Richard Rodriguez started off the discussion today at Cato Unbound on “Mexicans And America” . Here is a teaser of what he wrote:
Since America will not honor the poverty of the Mexican worker in theological terms, we should at least be clear that the Mexican is such a good worker because of the strength of the Mexican family. Mexicans work for each other; that is their reason for working.
On the other hand, I have heard Mexican astonishment at the kindness of strangers in America. The stranger gave me some money. The stranger gave me a ride in his truck. The stranger gave me some water. Whereas in Mexico, all such generosity takes place within the family, in America the generosity among strangers is often easier and more common than among relatives, and this amazes the Mexican.
America is a country where children are raised to leave home, and each generation is expected to seek its own way. The great pronoun of the United States is the Protestant pronoun—the “I”. America teaches its children independence and the bravery of the solitary path. The burden of life in America is loneliness. Not coincidentally, Mexican women, illegally in the United States, have been hired into the cold heart of America to sit with the young and the old.

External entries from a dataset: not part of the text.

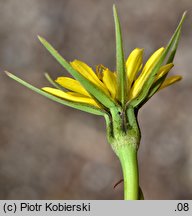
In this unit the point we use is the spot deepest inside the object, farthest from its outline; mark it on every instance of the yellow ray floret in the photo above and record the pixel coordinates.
(72, 96)
(133, 65)
(135, 90)
(106, 80)
(110, 82)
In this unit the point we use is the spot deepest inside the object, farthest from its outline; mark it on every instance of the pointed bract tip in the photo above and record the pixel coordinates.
(40, 38)
(114, 9)
(7, 73)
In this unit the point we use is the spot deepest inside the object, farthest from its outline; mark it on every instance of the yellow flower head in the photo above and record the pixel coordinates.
(106, 80)
(102, 90)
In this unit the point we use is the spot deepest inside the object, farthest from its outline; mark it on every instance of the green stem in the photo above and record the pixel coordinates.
(124, 138)
(129, 164)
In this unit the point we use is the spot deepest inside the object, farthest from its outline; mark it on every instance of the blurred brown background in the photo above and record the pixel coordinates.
(49, 151)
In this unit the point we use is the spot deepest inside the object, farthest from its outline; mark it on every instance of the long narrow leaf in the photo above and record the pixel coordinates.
(80, 106)
(47, 76)
(120, 62)
(174, 40)
(89, 86)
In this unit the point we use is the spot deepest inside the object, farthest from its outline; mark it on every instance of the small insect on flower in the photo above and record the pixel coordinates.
(115, 94)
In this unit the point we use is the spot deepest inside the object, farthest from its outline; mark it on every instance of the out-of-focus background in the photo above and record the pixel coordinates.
(49, 151)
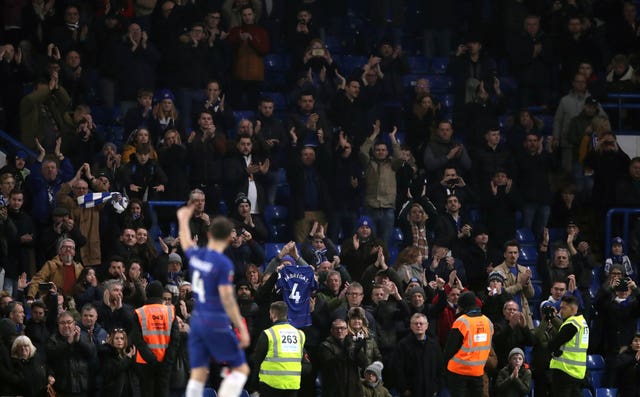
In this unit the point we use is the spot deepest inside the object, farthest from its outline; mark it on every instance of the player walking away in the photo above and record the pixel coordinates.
(211, 333)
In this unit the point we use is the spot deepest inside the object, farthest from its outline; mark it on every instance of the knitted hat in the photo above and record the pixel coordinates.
(497, 276)
(516, 350)
(416, 290)
(154, 289)
(467, 301)
(376, 367)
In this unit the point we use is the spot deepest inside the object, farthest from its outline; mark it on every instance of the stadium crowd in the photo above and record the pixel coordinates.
(407, 151)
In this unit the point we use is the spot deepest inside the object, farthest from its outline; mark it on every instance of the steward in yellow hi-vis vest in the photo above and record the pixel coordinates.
(467, 348)
(280, 352)
(569, 350)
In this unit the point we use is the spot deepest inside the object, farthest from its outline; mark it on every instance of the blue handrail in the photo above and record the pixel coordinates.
(17, 144)
(625, 229)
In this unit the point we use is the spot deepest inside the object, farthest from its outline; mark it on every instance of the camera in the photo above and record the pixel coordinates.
(623, 285)
(548, 312)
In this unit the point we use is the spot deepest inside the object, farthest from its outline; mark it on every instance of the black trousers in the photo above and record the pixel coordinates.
(268, 391)
(565, 385)
(464, 385)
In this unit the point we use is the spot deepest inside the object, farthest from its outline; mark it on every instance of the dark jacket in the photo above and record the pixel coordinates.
(70, 363)
(418, 366)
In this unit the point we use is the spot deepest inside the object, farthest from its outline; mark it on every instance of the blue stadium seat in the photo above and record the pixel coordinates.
(439, 83)
(353, 62)
(275, 214)
(525, 236)
(595, 361)
(271, 250)
(528, 255)
(277, 62)
(279, 100)
(606, 392)
(418, 64)
(243, 114)
(439, 65)
(279, 233)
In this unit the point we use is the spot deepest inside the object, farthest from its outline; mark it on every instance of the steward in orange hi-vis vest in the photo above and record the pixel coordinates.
(155, 322)
(467, 348)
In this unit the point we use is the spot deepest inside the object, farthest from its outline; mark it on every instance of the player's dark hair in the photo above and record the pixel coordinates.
(220, 228)
(279, 308)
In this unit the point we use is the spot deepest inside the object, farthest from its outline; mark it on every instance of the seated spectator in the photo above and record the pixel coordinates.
(29, 365)
(137, 136)
(54, 271)
(139, 116)
(515, 378)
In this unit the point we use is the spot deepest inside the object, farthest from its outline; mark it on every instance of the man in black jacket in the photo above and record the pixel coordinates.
(418, 361)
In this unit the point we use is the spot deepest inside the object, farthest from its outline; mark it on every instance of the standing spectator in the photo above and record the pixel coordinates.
(531, 56)
(156, 336)
(517, 279)
(137, 60)
(308, 175)
(380, 176)
(417, 361)
(339, 362)
(117, 357)
(41, 113)
(250, 43)
(569, 107)
(514, 380)
(68, 357)
(61, 271)
(444, 152)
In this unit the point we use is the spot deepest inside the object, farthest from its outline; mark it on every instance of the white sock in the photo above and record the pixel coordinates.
(194, 388)
(232, 385)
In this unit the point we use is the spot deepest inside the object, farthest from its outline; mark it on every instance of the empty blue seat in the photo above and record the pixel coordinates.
(275, 214)
(243, 114)
(524, 235)
(606, 392)
(439, 65)
(209, 392)
(272, 249)
(418, 64)
(353, 62)
(439, 83)
(528, 255)
(277, 62)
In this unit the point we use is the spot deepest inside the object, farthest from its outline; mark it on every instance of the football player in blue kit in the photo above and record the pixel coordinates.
(215, 310)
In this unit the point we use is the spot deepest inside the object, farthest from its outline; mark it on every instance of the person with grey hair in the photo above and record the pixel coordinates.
(55, 271)
(28, 365)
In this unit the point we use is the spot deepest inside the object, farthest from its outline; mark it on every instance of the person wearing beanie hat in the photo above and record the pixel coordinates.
(156, 335)
(467, 348)
(372, 383)
(618, 257)
(514, 380)
(358, 251)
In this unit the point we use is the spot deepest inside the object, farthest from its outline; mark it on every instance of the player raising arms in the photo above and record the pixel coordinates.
(211, 333)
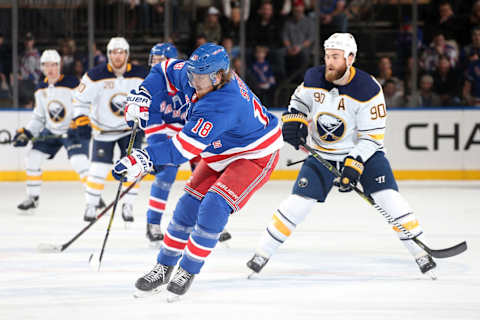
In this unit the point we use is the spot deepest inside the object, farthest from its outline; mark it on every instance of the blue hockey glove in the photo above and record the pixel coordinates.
(80, 128)
(295, 128)
(21, 138)
(137, 107)
(352, 170)
(132, 166)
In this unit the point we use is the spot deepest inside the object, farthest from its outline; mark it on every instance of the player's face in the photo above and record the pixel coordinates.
(51, 70)
(118, 58)
(335, 64)
(156, 59)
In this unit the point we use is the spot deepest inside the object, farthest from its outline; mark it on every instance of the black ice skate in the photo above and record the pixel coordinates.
(154, 233)
(224, 236)
(182, 280)
(151, 282)
(127, 212)
(28, 206)
(426, 265)
(257, 263)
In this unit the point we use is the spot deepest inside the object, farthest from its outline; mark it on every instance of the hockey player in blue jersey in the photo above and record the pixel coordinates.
(342, 110)
(238, 141)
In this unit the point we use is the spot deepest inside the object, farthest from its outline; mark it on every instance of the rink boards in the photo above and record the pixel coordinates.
(422, 144)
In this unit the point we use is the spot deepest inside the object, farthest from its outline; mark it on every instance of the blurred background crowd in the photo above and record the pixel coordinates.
(271, 42)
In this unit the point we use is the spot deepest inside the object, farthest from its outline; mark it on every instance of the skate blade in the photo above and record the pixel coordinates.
(138, 294)
(48, 248)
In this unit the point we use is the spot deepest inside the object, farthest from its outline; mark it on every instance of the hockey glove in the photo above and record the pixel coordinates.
(21, 138)
(352, 170)
(80, 128)
(295, 128)
(137, 107)
(132, 166)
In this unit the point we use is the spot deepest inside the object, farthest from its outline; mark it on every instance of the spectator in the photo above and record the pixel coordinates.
(29, 72)
(446, 83)
(264, 30)
(439, 47)
(264, 78)
(385, 73)
(228, 6)
(393, 98)
(332, 16)
(471, 87)
(298, 36)
(211, 26)
(426, 96)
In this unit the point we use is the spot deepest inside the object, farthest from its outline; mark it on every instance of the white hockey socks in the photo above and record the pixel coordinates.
(291, 212)
(96, 181)
(33, 164)
(395, 205)
(80, 164)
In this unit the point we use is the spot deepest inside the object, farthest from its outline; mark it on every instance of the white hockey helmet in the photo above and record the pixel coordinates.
(118, 43)
(342, 41)
(50, 55)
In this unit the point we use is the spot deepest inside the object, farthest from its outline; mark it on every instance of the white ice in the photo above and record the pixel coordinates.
(343, 262)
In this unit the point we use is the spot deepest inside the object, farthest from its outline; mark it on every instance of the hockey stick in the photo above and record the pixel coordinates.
(439, 253)
(46, 247)
(117, 197)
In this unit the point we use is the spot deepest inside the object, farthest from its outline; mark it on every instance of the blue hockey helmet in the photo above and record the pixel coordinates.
(167, 50)
(209, 58)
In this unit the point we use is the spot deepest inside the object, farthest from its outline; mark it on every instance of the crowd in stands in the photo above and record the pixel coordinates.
(280, 37)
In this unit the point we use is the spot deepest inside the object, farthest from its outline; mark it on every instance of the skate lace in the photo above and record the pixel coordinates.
(157, 273)
(181, 277)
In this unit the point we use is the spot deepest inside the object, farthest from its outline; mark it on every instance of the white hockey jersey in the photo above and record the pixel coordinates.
(101, 95)
(53, 106)
(343, 120)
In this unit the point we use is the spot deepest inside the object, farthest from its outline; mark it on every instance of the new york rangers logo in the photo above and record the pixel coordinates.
(330, 127)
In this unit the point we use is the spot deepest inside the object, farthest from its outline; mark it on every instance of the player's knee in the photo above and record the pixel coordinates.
(213, 213)
(295, 208)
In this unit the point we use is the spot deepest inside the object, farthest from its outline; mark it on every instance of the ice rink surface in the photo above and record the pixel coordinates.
(343, 262)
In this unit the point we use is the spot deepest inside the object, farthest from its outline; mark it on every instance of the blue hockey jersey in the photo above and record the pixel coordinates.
(223, 126)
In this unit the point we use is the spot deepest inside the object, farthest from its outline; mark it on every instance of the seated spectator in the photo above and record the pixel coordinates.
(332, 16)
(265, 80)
(438, 47)
(211, 26)
(471, 87)
(393, 98)
(298, 36)
(426, 97)
(471, 52)
(385, 73)
(446, 83)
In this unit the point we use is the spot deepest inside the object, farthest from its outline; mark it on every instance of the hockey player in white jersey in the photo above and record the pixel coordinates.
(99, 105)
(49, 124)
(342, 110)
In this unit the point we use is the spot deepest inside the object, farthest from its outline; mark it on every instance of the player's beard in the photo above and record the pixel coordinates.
(333, 75)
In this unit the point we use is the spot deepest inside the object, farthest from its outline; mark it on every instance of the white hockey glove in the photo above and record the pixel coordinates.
(132, 166)
(137, 107)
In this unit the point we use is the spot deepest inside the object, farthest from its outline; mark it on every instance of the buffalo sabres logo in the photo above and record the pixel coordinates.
(330, 127)
(56, 111)
(117, 104)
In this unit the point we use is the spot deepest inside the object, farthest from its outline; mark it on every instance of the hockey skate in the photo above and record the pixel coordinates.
(154, 234)
(90, 213)
(182, 280)
(28, 206)
(151, 282)
(127, 212)
(256, 264)
(426, 265)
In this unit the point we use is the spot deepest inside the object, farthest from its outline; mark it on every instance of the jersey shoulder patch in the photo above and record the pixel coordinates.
(100, 72)
(363, 87)
(68, 81)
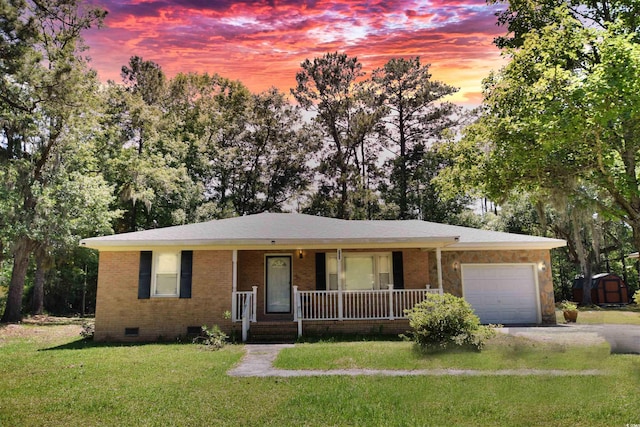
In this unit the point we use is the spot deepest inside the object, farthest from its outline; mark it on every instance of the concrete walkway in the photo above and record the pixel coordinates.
(259, 358)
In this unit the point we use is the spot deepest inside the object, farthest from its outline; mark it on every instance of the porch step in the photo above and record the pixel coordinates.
(273, 332)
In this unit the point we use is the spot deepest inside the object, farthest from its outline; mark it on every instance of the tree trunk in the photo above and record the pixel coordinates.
(585, 263)
(37, 302)
(21, 253)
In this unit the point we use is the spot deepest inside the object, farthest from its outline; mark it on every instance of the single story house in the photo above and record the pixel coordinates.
(317, 274)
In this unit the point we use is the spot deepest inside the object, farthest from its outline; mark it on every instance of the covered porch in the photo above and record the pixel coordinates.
(315, 286)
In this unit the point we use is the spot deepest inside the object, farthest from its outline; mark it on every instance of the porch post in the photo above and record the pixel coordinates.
(234, 285)
(254, 301)
(297, 315)
(340, 303)
(439, 266)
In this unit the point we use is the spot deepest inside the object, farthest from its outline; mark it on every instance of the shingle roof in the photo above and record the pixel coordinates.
(298, 230)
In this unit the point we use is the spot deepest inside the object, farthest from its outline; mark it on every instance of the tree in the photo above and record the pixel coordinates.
(248, 152)
(44, 84)
(523, 16)
(562, 120)
(331, 87)
(142, 153)
(417, 117)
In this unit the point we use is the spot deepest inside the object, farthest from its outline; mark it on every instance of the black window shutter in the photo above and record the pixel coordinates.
(144, 277)
(321, 271)
(186, 263)
(398, 270)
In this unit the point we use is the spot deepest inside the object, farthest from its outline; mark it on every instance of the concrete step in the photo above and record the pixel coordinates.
(273, 332)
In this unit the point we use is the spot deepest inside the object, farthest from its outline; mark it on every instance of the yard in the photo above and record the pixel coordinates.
(49, 376)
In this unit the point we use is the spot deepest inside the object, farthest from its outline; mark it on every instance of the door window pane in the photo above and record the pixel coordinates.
(278, 284)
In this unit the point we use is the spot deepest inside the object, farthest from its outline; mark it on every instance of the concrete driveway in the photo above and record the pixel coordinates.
(621, 338)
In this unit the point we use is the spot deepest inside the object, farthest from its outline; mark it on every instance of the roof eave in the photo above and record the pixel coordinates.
(266, 244)
(506, 246)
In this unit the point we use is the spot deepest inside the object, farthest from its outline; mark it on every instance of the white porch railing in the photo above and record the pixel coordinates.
(244, 309)
(355, 305)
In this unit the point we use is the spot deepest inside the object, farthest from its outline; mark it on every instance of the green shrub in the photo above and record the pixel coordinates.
(212, 339)
(444, 321)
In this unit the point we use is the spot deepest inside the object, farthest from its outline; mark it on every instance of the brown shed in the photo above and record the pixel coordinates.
(606, 288)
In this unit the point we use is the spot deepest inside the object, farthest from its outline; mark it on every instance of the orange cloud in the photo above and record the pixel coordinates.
(263, 42)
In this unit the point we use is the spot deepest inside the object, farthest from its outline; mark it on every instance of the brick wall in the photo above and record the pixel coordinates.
(118, 306)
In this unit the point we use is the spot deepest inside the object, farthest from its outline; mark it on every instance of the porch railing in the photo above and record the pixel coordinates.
(356, 305)
(244, 309)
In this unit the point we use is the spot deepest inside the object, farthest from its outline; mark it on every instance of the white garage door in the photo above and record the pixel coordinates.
(502, 293)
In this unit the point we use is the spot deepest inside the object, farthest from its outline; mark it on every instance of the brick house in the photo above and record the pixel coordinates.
(313, 274)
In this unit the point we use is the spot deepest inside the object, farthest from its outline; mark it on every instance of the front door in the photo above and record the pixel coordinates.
(278, 284)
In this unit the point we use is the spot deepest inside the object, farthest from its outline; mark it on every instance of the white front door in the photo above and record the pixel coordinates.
(278, 276)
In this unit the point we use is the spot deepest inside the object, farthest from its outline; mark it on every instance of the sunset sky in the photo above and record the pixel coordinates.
(263, 42)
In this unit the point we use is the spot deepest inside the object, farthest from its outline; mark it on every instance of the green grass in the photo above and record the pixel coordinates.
(501, 352)
(74, 383)
(621, 316)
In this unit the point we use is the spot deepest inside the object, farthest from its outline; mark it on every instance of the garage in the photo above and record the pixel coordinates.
(502, 293)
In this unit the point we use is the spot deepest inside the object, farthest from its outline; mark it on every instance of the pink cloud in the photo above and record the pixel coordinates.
(263, 42)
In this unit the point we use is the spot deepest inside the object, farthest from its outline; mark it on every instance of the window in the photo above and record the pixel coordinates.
(165, 276)
(360, 271)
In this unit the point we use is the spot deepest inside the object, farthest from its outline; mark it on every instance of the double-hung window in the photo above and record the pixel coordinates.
(360, 271)
(165, 274)
(165, 281)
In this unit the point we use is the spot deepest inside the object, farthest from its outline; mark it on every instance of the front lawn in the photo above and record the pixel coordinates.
(64, 381)
(501, 352)
(629, 315)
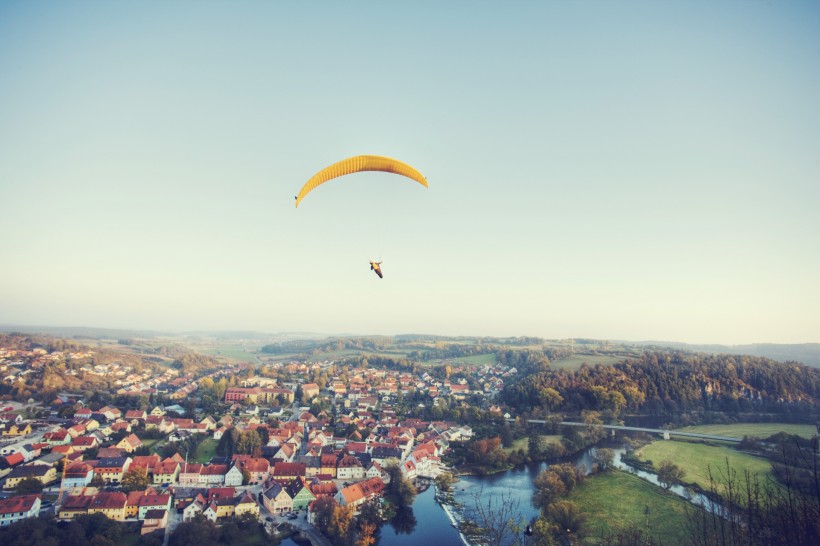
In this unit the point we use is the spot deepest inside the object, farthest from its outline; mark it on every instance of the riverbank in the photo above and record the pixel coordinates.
(615, 499)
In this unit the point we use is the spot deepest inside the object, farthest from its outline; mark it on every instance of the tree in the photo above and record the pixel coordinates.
(445, 481)
(568, 517)
(602, 457)
(399, 491)
(669, 474)
(367, 532)
(499, 519)
(322, 512)
(549, 487)
(341, 523)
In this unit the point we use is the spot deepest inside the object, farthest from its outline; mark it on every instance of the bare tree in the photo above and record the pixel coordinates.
(499, 519)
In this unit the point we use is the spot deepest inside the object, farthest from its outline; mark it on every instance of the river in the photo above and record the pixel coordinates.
(432, 524)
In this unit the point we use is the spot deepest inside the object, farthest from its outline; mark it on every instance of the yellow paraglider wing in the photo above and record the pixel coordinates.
(357, 164)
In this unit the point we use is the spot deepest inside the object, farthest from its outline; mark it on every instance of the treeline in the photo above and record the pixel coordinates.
(660, 383)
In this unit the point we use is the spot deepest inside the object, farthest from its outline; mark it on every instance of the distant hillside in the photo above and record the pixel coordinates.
(806, 353)
(81, 332)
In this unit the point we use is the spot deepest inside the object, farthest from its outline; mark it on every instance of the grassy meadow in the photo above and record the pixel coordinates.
(761, 430)
(575, 361)
(523, 443)
(697, 458)
(616, 499)
(205, 451)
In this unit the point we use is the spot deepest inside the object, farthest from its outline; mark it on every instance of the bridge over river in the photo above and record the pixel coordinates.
(666, 433)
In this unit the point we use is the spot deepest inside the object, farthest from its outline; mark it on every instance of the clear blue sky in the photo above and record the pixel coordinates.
(617, 170)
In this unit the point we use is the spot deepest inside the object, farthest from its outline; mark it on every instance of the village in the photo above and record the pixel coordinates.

The children of Mexican migrant workers, who are two or even three generations into this country, are faced with competing pronouns, and struggle to reconcile them. On the one hand, the Mexican American is expected to live within a family whose emotional architecture draws the child away from the window. On the other hand, America presents the child with an open door. As long as you understand this grammatical dilemma for the child struggling between the “we” and the “I”, any statistic you want—on Mexican American gangs, early marriage rates, suicide attempts, black-brown tensions, high school drop out rates, military heroism—becomes coherent.